I joined a prominent medical practice in NYC remaining on faculty at NYU School of Medicine.  During that time I refined my diagnostic skills, continued to train medical students and residents and eventually earned the rank of Assistant Professor of Medicine at the NYU School of Medicine.  After my first 10 years in practice as a Internist, I was tested again by the ABIM as part of a recertification process and again passing a comprehensive exam to remain Board Certified.

 

In 2012, after 13 years with my practice in NYC, my family and I decided to relocate to Phoenix, AZ where I joined Scottsdale Healthcare to bring my skills to a practice in the Arcadia area of Phoenix.  During my first year in Arizona, the American College of Physicians (ACP), which is the national society for Internal Medicine, elected me to Fellowship after a review of my professional work.  Doctors who have the initials FACP after their names have earned this distinction.

 

What is next?

This has been my path so far as an Internist.  I hope I have given you an appreciation of what the journey is like.  Along my journey I have worked with tens of thousands of patients to take the lead in helping them identify risks to their current and future health and well-being; prevent problems, and find the diagnoses that threaten their health today. It is with the realization that a proper diagnosis sets the foundation for all future health issues that I begin The DiagnosisMD blog.  My goal is to explain why a diagnosis matters, shed some light on the process a doctor uses to make a diagnosis, and explore interesting and timely topics in medical news.
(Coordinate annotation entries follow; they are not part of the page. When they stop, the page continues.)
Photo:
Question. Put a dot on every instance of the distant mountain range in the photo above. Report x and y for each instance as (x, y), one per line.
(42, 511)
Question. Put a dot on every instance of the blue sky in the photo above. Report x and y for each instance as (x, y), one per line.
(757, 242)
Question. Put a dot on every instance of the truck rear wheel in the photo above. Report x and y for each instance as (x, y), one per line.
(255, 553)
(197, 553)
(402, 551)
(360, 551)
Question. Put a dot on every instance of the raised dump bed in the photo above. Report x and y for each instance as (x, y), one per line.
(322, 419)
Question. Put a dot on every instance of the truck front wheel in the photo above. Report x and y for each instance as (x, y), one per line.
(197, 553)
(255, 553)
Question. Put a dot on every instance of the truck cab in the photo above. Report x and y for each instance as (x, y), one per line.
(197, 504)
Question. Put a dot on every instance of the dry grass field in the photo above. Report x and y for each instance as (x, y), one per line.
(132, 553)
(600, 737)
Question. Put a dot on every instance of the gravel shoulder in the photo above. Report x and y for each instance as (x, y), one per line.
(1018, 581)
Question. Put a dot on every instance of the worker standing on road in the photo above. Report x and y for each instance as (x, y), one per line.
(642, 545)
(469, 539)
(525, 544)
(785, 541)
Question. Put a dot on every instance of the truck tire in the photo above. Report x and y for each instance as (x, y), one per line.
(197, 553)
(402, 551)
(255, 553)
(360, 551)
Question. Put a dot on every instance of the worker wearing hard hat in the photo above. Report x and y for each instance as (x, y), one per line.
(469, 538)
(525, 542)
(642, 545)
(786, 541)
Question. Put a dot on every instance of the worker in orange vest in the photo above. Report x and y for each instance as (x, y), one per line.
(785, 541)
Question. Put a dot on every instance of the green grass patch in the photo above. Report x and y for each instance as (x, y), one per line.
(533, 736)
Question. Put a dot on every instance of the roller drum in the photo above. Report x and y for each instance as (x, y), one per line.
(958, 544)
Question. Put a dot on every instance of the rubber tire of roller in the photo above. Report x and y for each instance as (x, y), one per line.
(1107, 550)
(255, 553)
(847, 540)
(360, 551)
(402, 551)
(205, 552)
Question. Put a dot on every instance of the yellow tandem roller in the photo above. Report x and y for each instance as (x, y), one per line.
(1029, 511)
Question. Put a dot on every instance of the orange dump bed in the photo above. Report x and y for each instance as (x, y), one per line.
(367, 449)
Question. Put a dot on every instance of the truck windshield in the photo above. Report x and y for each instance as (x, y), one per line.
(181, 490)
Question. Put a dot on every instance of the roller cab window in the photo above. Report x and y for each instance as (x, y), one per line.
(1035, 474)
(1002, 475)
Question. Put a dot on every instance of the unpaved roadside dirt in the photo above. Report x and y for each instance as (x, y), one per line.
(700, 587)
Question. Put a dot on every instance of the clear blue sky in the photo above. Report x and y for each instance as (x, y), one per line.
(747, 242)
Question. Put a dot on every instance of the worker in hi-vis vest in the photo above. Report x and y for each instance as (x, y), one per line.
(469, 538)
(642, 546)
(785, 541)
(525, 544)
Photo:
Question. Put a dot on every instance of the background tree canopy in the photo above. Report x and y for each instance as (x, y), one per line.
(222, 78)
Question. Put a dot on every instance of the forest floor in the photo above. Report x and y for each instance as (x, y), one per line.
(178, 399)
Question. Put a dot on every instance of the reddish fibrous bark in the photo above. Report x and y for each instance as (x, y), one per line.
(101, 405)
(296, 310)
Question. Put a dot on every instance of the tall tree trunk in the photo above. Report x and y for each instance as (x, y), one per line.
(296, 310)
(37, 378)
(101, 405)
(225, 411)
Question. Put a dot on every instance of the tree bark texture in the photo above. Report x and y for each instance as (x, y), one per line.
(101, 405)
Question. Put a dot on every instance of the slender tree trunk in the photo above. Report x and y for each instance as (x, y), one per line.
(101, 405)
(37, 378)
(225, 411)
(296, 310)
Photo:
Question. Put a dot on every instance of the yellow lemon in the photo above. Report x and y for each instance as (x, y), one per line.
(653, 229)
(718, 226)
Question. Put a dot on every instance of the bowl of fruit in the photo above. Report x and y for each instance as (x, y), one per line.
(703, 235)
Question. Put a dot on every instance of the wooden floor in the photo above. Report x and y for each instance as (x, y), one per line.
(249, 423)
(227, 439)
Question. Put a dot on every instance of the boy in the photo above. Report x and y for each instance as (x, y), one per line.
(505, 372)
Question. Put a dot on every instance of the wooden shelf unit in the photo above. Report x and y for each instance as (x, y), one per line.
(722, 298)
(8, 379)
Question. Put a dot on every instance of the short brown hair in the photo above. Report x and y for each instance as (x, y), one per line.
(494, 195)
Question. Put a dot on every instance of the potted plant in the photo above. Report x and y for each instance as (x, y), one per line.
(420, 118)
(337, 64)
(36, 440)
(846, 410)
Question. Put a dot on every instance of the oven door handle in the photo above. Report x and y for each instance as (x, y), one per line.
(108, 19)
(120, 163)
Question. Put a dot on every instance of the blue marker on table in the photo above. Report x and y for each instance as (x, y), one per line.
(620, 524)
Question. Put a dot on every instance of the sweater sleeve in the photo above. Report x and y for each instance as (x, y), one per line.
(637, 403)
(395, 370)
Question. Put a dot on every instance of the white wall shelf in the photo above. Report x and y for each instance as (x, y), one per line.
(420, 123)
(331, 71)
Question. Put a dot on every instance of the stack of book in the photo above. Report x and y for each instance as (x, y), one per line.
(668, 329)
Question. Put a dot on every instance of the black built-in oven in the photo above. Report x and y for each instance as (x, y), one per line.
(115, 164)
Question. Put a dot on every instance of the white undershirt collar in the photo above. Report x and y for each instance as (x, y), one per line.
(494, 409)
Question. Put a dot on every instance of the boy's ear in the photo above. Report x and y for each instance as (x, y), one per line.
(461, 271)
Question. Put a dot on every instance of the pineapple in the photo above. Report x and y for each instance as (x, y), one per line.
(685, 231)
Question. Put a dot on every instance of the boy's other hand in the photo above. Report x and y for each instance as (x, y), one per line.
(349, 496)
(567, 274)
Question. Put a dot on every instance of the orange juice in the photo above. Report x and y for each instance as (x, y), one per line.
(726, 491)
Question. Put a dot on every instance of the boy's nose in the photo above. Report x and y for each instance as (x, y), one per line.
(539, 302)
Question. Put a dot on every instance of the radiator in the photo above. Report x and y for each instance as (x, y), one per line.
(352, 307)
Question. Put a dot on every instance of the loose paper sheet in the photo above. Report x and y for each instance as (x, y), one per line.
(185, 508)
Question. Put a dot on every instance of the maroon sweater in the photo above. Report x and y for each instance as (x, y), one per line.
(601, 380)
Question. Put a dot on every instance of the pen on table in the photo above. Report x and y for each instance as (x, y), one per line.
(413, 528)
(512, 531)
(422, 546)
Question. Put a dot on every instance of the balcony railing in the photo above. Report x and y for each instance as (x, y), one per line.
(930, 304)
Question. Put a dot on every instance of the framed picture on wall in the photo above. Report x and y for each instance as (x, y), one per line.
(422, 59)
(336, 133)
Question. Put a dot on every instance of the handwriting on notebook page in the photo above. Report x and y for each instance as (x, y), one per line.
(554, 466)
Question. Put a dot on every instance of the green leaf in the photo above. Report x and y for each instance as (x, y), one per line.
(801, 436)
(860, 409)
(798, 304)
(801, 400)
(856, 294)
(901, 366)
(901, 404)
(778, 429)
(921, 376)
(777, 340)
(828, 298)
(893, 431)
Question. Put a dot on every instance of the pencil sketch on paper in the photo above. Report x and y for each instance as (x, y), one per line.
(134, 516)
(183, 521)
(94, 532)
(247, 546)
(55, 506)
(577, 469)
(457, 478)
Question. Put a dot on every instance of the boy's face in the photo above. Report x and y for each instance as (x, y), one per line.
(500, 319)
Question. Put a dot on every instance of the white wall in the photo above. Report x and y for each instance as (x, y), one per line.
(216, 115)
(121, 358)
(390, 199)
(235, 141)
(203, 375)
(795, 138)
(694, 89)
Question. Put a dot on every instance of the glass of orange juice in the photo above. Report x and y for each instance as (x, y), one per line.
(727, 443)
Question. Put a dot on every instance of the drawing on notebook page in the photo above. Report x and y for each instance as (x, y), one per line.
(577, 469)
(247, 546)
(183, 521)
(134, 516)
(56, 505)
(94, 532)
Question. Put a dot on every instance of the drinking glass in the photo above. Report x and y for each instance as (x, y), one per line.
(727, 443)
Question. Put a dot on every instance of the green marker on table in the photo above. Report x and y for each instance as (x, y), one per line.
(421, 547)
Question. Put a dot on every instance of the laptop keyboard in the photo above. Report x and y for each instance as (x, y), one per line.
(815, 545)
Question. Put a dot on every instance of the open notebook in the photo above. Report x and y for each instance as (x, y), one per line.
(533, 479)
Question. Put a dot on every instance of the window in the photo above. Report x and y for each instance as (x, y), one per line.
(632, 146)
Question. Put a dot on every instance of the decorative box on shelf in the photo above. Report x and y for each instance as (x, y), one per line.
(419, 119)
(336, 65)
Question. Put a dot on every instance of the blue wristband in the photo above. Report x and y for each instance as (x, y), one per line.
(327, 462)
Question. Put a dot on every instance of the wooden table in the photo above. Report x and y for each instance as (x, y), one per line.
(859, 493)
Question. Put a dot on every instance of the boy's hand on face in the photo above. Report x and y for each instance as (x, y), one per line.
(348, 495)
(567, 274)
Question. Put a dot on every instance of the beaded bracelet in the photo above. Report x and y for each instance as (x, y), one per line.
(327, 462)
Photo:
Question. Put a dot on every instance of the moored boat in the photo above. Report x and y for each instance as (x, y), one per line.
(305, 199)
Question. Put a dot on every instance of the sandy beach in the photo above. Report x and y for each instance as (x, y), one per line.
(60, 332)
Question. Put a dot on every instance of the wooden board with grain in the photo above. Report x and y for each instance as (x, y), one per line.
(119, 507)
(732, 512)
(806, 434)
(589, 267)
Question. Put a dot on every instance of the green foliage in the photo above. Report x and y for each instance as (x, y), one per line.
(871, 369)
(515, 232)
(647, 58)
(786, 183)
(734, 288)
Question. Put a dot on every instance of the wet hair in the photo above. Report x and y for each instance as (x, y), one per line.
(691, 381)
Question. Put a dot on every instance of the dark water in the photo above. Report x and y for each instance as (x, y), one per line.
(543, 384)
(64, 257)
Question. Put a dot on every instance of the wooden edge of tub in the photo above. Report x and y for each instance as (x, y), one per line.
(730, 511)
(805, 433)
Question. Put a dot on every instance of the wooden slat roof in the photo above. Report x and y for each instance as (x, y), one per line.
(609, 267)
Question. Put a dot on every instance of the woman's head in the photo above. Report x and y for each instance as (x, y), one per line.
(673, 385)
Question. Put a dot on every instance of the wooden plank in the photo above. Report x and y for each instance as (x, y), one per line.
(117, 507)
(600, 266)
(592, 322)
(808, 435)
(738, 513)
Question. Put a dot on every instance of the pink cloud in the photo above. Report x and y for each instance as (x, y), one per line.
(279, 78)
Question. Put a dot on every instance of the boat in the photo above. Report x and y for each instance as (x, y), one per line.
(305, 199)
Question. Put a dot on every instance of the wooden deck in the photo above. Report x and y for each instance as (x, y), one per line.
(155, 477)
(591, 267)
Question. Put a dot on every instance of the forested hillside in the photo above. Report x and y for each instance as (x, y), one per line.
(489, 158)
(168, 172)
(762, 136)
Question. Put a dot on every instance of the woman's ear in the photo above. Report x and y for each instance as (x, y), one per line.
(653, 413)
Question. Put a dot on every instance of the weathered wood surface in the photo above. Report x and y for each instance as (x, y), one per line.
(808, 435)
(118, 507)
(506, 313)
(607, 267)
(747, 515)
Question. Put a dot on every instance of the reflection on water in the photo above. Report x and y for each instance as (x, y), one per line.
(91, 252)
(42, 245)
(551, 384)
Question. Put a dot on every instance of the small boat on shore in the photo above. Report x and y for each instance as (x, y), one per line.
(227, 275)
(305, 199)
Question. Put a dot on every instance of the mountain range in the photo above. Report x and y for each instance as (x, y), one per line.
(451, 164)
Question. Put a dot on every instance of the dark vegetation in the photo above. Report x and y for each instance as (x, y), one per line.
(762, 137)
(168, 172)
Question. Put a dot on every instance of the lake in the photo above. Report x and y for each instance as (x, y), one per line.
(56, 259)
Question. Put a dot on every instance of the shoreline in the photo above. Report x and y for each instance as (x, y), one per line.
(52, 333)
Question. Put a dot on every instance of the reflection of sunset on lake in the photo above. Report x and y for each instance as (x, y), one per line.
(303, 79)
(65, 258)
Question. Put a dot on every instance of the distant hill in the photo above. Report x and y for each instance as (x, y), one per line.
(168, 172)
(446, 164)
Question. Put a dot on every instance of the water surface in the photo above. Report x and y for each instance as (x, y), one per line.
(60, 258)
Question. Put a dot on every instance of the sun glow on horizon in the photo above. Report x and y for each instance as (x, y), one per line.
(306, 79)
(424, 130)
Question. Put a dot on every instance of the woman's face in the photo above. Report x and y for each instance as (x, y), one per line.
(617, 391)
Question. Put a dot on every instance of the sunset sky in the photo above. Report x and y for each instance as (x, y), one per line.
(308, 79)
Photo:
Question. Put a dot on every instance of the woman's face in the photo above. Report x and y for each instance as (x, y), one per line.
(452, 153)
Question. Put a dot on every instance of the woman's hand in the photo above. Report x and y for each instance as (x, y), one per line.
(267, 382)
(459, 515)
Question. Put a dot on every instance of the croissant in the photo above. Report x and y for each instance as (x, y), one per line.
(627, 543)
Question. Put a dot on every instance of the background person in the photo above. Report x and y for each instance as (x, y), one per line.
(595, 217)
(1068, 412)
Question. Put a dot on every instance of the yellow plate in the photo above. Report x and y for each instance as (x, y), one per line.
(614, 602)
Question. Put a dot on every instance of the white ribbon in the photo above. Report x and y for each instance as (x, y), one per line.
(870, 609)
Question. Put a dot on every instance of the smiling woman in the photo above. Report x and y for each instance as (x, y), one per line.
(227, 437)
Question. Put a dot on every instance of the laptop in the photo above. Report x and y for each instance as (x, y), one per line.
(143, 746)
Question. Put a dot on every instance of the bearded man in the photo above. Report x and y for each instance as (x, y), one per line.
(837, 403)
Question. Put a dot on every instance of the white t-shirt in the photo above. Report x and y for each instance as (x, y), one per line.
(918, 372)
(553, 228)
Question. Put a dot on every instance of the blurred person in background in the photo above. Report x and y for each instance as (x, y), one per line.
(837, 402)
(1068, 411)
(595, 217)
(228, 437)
So what is an Internist?  The ACP defines it as:

“Internal Medicine physicians are specialists who apply scientific knowledge and clinical expertise to the diagnosis, treatment and compassionate care of adults across the spectrum from health to complex illness.”

Or as one of my patients from NYC used to say, “You are a Doctor’s doctor.”

 

I hope you enjoyed this look into my journey as a physican so far, and look forward to sharing my thoughts and reading your comments along this journey.